DEV Community

Nuno Martins
Nuno Martins

Posted on

Choosing the right MySQL key-pair indexing

Recently, I had the task of creating a MySQL table which had the main purpose of looking up records exclusively by a pair of attributes. A pretty simple table, one might say, but I was in doubt of the best way to introduce indexes in order to prioritise performance. I'm aware this could probably be faster running on a NoSQL engine but this is not what this article is about.

I knew I would have to associate the two attributes but was in doubt of what was better: using SQL's key-pair indexes or a hash algorithm (md5)? Did MySQL use a similar hashing algorithm or maybe even a faster one than md5? I googled around but was actually surprised I didn't find an obvious answer (or maybe I just suck at googling).

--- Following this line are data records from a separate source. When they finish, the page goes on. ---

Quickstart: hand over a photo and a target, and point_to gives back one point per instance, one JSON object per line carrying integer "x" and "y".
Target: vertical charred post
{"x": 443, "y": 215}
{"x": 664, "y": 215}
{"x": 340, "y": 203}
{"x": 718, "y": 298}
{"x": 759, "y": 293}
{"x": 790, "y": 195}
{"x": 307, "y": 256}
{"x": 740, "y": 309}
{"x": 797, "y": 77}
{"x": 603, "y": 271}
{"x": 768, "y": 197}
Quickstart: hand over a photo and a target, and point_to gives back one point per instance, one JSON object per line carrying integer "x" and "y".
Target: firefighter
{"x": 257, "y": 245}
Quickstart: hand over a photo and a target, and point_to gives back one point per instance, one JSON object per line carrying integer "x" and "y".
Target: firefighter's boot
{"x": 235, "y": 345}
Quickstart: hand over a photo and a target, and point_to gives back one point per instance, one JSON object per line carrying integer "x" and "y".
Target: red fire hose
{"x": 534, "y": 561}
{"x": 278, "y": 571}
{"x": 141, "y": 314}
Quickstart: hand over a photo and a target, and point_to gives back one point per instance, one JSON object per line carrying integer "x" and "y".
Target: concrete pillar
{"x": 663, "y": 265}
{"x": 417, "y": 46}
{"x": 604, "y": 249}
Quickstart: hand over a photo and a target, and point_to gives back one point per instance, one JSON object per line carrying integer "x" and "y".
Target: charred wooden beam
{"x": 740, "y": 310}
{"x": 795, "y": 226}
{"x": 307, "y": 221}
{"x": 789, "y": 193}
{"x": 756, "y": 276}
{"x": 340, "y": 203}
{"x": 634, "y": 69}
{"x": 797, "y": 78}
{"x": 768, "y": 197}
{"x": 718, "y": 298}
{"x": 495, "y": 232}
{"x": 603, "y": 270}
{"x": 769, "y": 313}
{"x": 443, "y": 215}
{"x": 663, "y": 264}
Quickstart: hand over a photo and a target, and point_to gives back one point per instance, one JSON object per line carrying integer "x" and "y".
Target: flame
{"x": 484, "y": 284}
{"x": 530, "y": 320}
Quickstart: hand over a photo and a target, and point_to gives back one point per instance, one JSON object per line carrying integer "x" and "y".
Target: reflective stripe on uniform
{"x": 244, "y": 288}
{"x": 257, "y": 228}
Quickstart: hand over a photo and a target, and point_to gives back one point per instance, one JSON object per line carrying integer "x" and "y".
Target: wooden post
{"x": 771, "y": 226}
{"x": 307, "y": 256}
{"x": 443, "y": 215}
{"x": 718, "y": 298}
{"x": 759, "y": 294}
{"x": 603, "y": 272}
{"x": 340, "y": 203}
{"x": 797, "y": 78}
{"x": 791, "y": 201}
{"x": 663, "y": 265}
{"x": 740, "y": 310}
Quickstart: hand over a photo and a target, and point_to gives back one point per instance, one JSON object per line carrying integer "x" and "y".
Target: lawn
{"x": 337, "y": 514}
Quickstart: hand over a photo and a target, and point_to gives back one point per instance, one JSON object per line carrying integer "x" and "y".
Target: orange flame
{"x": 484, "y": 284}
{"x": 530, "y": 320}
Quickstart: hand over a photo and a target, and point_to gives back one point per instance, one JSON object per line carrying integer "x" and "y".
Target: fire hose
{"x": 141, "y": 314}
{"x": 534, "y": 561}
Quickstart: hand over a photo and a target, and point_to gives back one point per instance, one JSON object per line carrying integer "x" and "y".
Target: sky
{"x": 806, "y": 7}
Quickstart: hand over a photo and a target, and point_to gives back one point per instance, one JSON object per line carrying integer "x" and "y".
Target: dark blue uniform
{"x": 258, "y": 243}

I needed a benchmark that would give me answers so I scripted one thus this article objective is too show some performance results and get some conclusions. For comparison purposes I've also wanted to check the performance of a table with indexes assigned individually to each attribute. In total there are 3 tables to benchmark:

Table individual_indexes

CREATE TABLE `no_indexes` (
  `id` bigint(20) unsigned NOT NULL AUTO_INCREMENT,
  `attribute_a` varchar(255) NOT NULL,
  `attribute_b` varchar(255) NOT NULL,
  `created_at` timestamp NULL DEFAULT NULL,
  PRIMARY KEY (`id`),
  KEY `attribute_a` (`attribute_a`),
  KEY `attribute_b` (`attribute_b`)
) ENGINE=InnoDB AUTO_INCREMENT=50001 DEFAULT CHARSET=utf8mb4 COLLATE=utf8mb4_unicode_ci
Enter fullscreen mode Exit fullscreen mode

Table keypair_index

CREATE TABLE `keypair_index` (
  `attribute_a` varchar(255) NOT NULL,
  `attribute_b` varchar(255) NOT NULL,
  `created_at` timestamp NULL DEFAULT NULL,
  KEY `keypair_index_index` (`attribute_a`,`attribute_b`)
) ENGINE=InnoDB DEFAULT CHARSET=utf8mb4 COLLATE=utf8mb4_unicode_ci
Enter fullscreen mode Exit fullscreen mode

Table hash_index

CREATE TABLE `hash_index` (
  `hash` varchar(255) COLLATE utf8mb4_unicode_ci NOT NULL,
  `attribute_a` varchar(255) NOT NULL,
  `attribute_b` varchar(255) NOT NULL,
  `created_at` timestamp NULL DEFAULT NULL
  KEY `hash_index_hash_index` (`hash`)
) ENGINE=InnoDB DEFAULT CHARSET=utf8mb4 COLLATE=utf8mb4_unicode_ci
Enter fullscreen mode Exit fullscreen mode

The script for the benchmark was written in PHP 7.2 (running on Linux with MySQL 5.7.33). First test creates the same number of records on each table, populating the fields with random generated values, being that attribute_a had four possible different values while attribute_b had all distinct values.
Please note that for the hash_index table every record created needs to calculate the hash (with md5 algorithm) consisting of what I have decided to be a string concatenation of attribute_a and attribute_b. You can generate this hash in either PHP or MySQL.
The tests were ran multiple times to make sure the results were consistent.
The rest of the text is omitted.